A minha mãe levantou-se, tinha a cara vermelha e estava ainda atordoada da forte pancada, e foi buscar a vassoura e o esfregão para limpar tudo aquilo. Tinha que ter tudo impecável antes de ele voltar. Enquanto limpava ia pedindo em voz baixa o perdão de Deus, que havia de ter clemência de uma pobre mulher que apenas se tinha enganado na quantidade de sal. Deus, na sua infinita misericórdia, havia de a perdoar, e se não o fizesse era porque ela, certamente, não o merecia, pois nem um jantar que agradasse ao marido sabia fazer.
Eu observava a minha mãe enquanto ela limpava o chão, ouvia as suas súplicas, e sentia em mim um ódio de morte. Odiava-a mais a ela do que ao meu pai. Odiava-a por se subjugar assim à vontade do marido. E a minha mãe, como se me ouvisse pensar, disse, “Sei que me odeias. Mas odeias-me pelas razões erradas. Devias odiar-me por não saber fazer um jantar. Não conseguir ser uma boa esposa. Nunca sejas assim.” Eu não lhe respondi, limitei-me a olhar com desprezo e a subir para o meu quarto. Ouvi-a, ainda, dizer entredentes, não exactamente para mim ou para Deus, mas para ambos ou para nenhum dos dois, “Deus te perdoe, minha filha, que não sabes o que é o amor.”

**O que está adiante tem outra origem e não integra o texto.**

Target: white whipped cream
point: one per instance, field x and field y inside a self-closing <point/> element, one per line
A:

Quando fechei a porta do meu quarto e me sentei na cama, disse, também entredentes e não exactamente para a minha mãe ou para Deus, em que nem sequer acredito, “Onze.” Podia ser mais, podia ser vinte, ou trinta, se tivesse começado a contar há mais tempo. Tinha começado há uns dois, três meses antes e cheguei ao onze naquele dia. Ainda me lembro de todos. Um, bife mal passado. Dois, demasiado azeite. Três, arroz empapado. Quatro, bacalhau muito salgado. Cinco, pouco chouriço no caldo verde. Seis, bife mal passado outra vez. Sete, devia haver salada. Oito, demasiado picante. Nove, batatas demasiado cozidas. Dez, o peixe tinha um sabor esquisito. A raiva não me abandonou, não diminuiu. Cheguei ao onze, falta de sal, e sabia o que tinha de fazer para acabar com aquilo. Fiquei acordada até ouvir o meu pai chegar a casa. Sabia que não ia ser preciso especial atenção para o ouvir, porque a bebedeira não lhe permitia ser cuidadoso ou silencioso. Quem tinha de ser cuidadosa e silenciosa era eu, não por causa do meu pai mas por causa da minha mãe, recolhida no quarto, provavelmente ainda acordada, à espera de ouvir chegar o marido.

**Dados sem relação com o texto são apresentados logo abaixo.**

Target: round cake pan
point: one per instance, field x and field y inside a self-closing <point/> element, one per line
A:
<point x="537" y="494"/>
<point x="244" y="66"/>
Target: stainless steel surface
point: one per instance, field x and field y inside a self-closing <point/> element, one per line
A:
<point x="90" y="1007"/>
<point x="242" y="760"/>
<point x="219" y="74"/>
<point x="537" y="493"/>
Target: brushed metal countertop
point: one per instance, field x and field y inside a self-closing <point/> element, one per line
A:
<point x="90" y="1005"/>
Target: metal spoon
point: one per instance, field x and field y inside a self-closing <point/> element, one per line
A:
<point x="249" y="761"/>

Saí do meu quarto quando o meu pai começou a subir as escadas. Saí com meias grossas nos pés e umas luvas nas mãos. Provavelmente, esta segunda precaução era desnecessária, mas achei por bem fazer a coisa assim. As meias eram para que os meus passos não se ouvissem. Quando o meu pai estava a alcançar o penúltimo degrau, apareci silenciosa no topo da escada e empurrei-o com força suficiente para o fazer cair até à base dos dezanove degraus. Não fiquei para ver como a cena terminava. Voltei sorrateira para o meu quarto e só de lá saí quando a minha mãe começou a gritar e a chamar o meu nome. A causa de morte foi a queda e as lesões que provocou. A causa da queda foi a bebedeira.

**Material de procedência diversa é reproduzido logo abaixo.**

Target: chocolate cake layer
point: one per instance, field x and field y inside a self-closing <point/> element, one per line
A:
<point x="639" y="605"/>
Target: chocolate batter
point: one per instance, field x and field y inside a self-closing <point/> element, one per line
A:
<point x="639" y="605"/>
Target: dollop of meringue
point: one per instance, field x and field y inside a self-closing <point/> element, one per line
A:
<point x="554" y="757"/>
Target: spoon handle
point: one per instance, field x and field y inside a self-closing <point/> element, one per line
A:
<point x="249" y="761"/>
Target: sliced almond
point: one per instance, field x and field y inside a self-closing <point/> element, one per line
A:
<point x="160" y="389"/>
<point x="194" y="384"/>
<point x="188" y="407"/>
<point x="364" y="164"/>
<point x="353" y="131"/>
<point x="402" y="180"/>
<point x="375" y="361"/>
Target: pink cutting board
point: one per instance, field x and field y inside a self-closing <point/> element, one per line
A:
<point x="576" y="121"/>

A paz que eu esperava trazer ao lar nunca se aproximou sequer do alpendre. A minha mãe passou meses enterrada numa depressão profunda, chorando copiosamente até as lágrimas se lhe esgotarem e já não conseguir senão soluçar em seco. Fazia-lhe falta o marido. O ódio que eu sentia por ela não só não se atenuou como se transformava dentro de mim em algo mais hediondo do que ódio. Depois de ter sido internada, alimentada a soro, e regressado a casa em melhor estado, durou apenas três semanas a voltar à depressão. A causa de morte foi um mal calculado cocktail de medicamentos, certamente provocado pelo discernimento atrofiado que a minha mãe tinha nessa altura.